THOUSANDS of pensioner households in Barrow will soon be receiving a letter that ends their automatic right to a free TV licence.

Charities and campaigners have said the change will be devastating for many older people, especially as a second wave of Covid-19 could make access to television a “lifeline”.

A House of Commons Library analysis reveals 3,850 households with someone aged 75 or over in Barrow will cease to qualify for a free licence under the new means-tested scheme.

The new rules came into force on August 1 and mean only households with someone in the age bracket who receives Pension Credit will be eligible.

Previously, anyone aged 75 or over was exempt from the charge, which stands at £157.50 per year.

Around 3.2 million households across Great Britain could lose out on the benefit, according to the findings.

The BBC was given responsibility for funding free TV licences as part of a deal with the Government in 2015.

But the corporation says it would cost £745 million a year to foot the bill, which it could afford only by shutting down numerous channels and radio stations.

Jan Shortt, general secretary of the National Pensioners Convention, said she would not stop campaigning to have the decision overturned.

She added: “This is devastating for all those people who will now have to find the extra money. We’re particularly concerned about those who are only just over the Pension Credit limit.

“They’re the ones who are already making difficult decisions about how they spend their money.

“For those people their TV is a lifeline, particularly when we might have a second wave of the coronavirus.”

She added: “We will continue to argue with the Government – it’s their responsibility.”

Caroline Abrahams, charity director of Age UK, said it was “deplorable” that any older person should have to choose between cutting spending on essentials, giving up TV altogether, or watching without a licence and breaking the law.

She said she hoped the BBC and the Government could find a way to “keep TV free for the oldest in our society”.

Across the North West, an estimated 348,830 pensioner households will need to buy a licence.

The analysis compared figures on households with someone aged 75 or over receiving Winter Fuel Payments – a universal benefit – with Pension Credit claims in November last year in which the main claimant was in the age group.

The BBC said it is sending letters to people asking them to confirm their eligibility to continue to receive a free licence, or to pay from August 1.

A BBC spokeswoman said: “It was the Government who decided to stop funding free TV licence fees for the over-75s. The BBC isn't making any judgements about who is or isn’t poor, as the Government sets the criteria for Pension Credit eligibility.
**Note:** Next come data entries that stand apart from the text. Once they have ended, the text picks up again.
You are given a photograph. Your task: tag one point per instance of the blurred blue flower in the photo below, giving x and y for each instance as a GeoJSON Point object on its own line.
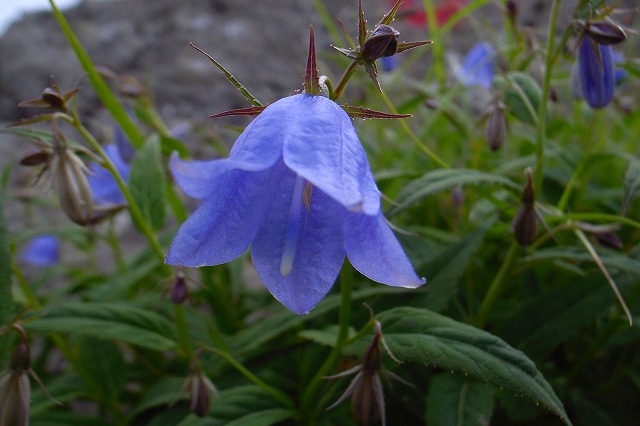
{"type": "Point", "coordinates": [296, 186]}
{"type": "Point", "coordinates": [477, 67]}
{"type": "Point", "coordinates": [43, 250]}
{"type": "Point", "coordinates": [103, 186]}
{"type": "Point", "coordinates": [595, 72]}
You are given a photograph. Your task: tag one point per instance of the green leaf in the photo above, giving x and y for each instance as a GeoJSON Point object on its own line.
{"type": "Point", "coordinates": [129, 324]}
{"type": "Point", "coordinates": [6, 301]}
{"type": "Point", "coordinates": [446, 269]}
{"type": "Point", "coordinates": [422, 336]}
{"type": "Point", "coordinates": [631, 184]}
{"type": "Point", "coordinates": [454, 400]}
{"type": "Point", "coordinates": [522, 96]}
{"type": "Point", "coordinates": [441, 179]}
{"type": "Point", "coordinates": [147, 182]}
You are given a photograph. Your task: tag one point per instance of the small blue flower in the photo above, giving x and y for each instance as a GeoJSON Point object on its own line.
{"type": "Point", "coordinates": [296, 186]}
{"type": "Point", "coordinates": [595, 71]}
{"type": "Point", "coordinates": [478, 67]}
{"type": "Point", "coordinates": [43, 250]}
{"type": "Point", "coordinates": [103, 186]}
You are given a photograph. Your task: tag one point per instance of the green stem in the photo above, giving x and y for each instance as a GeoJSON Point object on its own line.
{"type": "Point", "coordinates": [275, 393]}
{"type": "Point", "coordinates": [496, 286]}
{"type": "Point", "coordinates": [308, 405]}
{"type": "Point", "coordinates": [346, 75]}
{"type": "Point", "coordinates": [542, 110]}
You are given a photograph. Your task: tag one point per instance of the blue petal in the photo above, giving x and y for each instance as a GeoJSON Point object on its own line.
{"type": "Point", "coordinates": [322, 146]}
{"type": "Point", "coordinates": [597, 77]}
{"type": "Point", "coordinates": [43, 250]}
{"type": "Point", "coordinates": [374, 251]}
{"type": "Point", "coordinates": [222, 227]}
{"type": "Point", "coordinates": [319, 251]}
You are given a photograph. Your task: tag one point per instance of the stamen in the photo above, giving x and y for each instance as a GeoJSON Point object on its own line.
{"type": "Point", "coordinates": [293, 228]}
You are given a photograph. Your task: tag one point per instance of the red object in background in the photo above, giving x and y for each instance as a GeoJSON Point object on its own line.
{"type": "Point", "coordinates": [413, 12]}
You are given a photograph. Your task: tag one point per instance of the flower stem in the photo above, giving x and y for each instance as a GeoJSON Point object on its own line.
{"type": "Point", "coordinates": [496, 286]}
{"type": "Point", "coordinates": [542, 108]}
{"type": "Point", "coordinates": [346, 75]}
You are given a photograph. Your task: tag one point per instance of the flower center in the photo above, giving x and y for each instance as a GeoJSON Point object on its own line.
{"type": "Point", "coordinates": [301, 195]}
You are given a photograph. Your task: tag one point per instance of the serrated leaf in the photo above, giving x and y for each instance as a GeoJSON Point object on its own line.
{"type": "Point", "coordinates": [6, 301]}
{"type": "Point", "coordinates": [631, 184]}
{"type": "Point", "coordinates": [147, 182]}
{"type": "Point", "coordinates": [446, 269]}
{"type": "Point", "coordinates": [129, 324]}
{"type": "Point", "coordinates": [442, 179]}
{"type": "Point", "coordinates": [454, 400]}
{"type": "Point", "coordinates": [522, 96]}
{"type": "Point", "coordinates": [423, 336]}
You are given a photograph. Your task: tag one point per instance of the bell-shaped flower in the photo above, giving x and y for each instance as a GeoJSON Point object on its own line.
{"type": "Point", "coordinates": [41, 251]}
{"type": "Point", "coordinates": [477, 67]}
{"type": "Point", "coordinates": [595, 72]}
{"type": "Point", "coordinates": [296, 186]}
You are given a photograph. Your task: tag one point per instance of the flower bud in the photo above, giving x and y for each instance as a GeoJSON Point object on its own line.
{"type": "Point", "coordinates": [595, 70]}
{"type": "Point", "coordinates": [605, 32]}
{"type": "Point", "coordinates": [495, 129]}
{"type": "Point", "coordinates": [382, 42]}
{"type": "Point", "coordinates": [525, 225]}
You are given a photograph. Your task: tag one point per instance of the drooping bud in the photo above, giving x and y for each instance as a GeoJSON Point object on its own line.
{"type": "Point", "coordinates": [595, 70]}
{"type": "Point", "coordinates": [495, 130]}
{"type": "Point", "coordinates": [605, 32]}
{"type": "Point", "coordinates": [525, 225]}
{"type": "Point", "coordinates": [382, 42]}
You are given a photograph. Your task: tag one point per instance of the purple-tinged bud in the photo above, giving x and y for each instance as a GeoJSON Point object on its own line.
{"type": "Point", "coordinates": [609, 239]}
{"type": "Point", "coordinates": [595, 70]}
{"type": "Point", "coordinates": [495, 129]}
{"type": "Point", "coordinates": [382, 42]}
{"type": "Point", "coordinates": [525, 225]}
{"type": "Point", "coordinates": [605, 32]}
{"type": "Point", "coordinates": [179, 291]}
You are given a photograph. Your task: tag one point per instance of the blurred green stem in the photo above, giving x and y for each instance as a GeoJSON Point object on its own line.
{"type": "Point", "coordinates": [496, 286]}
{"type": "Point", "coordinates": [542, 110]}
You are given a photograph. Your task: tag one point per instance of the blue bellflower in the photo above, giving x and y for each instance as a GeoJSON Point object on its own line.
{"type": "Point", "coordinates": [477, 68]}
{"type": "Point", "coordinates": [296, 186]}
{"type": "Point", "coordinates": [42, 251]}
{"type": "Point", "coordinates": [595, 72]}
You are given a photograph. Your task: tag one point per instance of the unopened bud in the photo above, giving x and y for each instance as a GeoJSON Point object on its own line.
{"type": "Point", "coordinates": [496, 128]}
{"type": "Point", "coordinates": [605, 32]}
{"type": "Point", "coordinates": [382, 42]}
{"type": "Point", "coordinates": [525, 225]}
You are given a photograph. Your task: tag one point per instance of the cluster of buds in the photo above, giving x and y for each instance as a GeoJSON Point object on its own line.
{"type": "Point", "coordinates": [367, 397]}
{"type": "Point", "coordinates": [15, 388]}
{"type": "Point", "coordinates": [382, 42]}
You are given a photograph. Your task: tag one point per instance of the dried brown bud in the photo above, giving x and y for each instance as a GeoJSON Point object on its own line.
{"type": "Point", "coordinates": [525, 225]}
{"type": "Point", "coordinates": [179, 291]}
{"type": "Point", "coordinates": [383, 41]}
{"type": "Point", "coordinates": [495, 129]}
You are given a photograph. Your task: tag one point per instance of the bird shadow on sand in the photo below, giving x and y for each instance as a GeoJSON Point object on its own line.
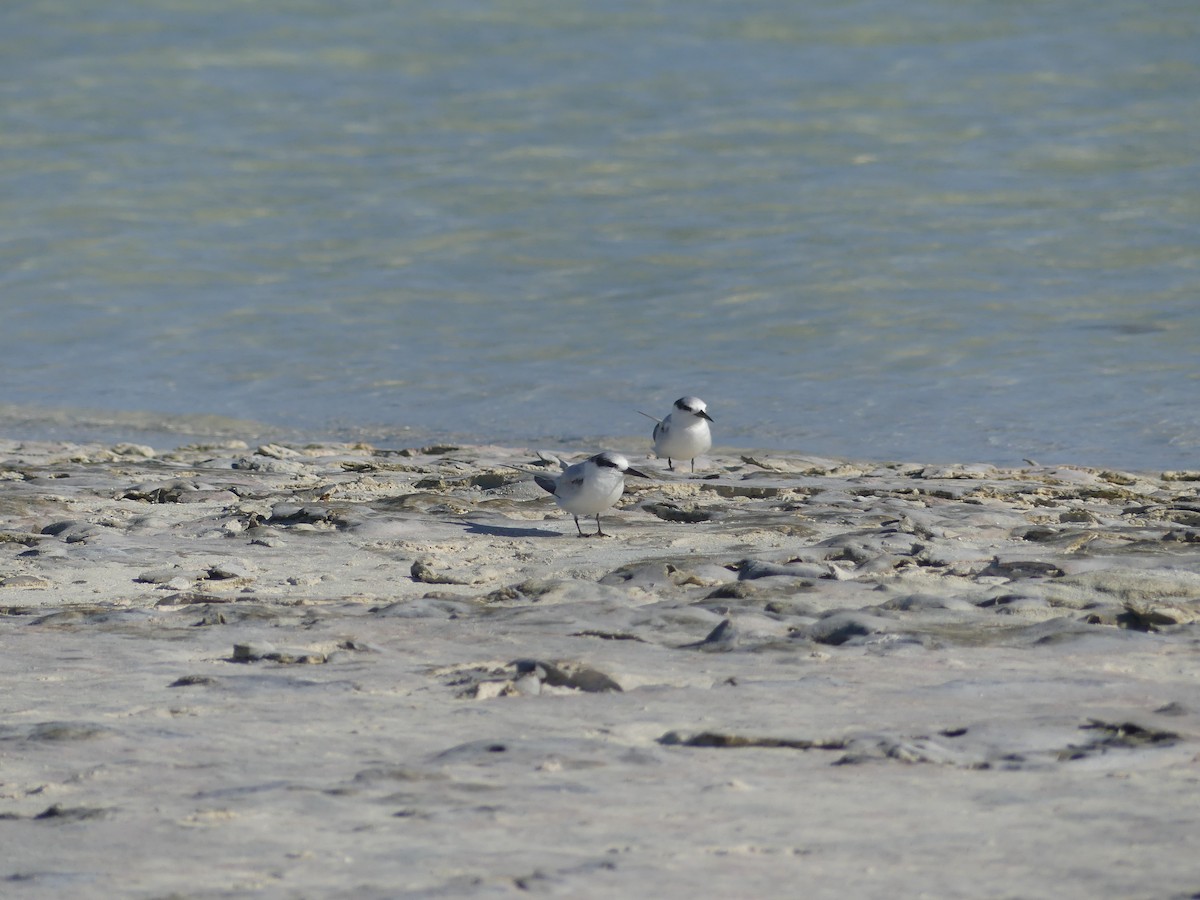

“Our focus is now on making the transition as safe and easy as possible for all older people.

“No one needs to do anything until they have received a letter from TV Licensing – whether that’s paying or applying for a free licence – and no one needs to leave their home.”

She added that 800 call centre staff were working to support customers.

A Department for Culture Media and Sport spokeswoman said: "The BBC agreed to take responsibility for the over-75 concession in 2015 in return for a substantial boost to its income.

“It decided to restrict the concession to only those in receipt of Pension Credit, and must now look urgently at supporting those affected and using its substantial £4 billion licence fee income to deliver for audiences of all ages, including by making efficiencies."

Commenting on the impact the move has had on residents in the area, Hannah Kitching, Client Services Manager at Age UK South Lakeland, said: "Television is the main form of company for many older people within South Lakeland. It is a constant companion and often central to the lives of those who, for various reasons, do not have much human contact, especially during this period of increased isolation caused by the Lockdown.

"We are therefore bitterly disappointed that, despite widespread petitioning, it has been announced the free TV licence for over 75s is being removed.

"With nearly a third of over 75s living in poverty or just above the poverty line, paying an extra hefty bill would simply be impossible for them when they’re barely scraping by as it is.

"We are urging those who are worried about paying for their TV licence to check their entitlement to Pension Credit, or indeed any other allowances, to ensure they are not missing out on financial support available which would prevent unnecessary, and often unsafe sacrifices being made.”

The Barrow branch of Age UK was contacted for comment but had not responded at the time of publication.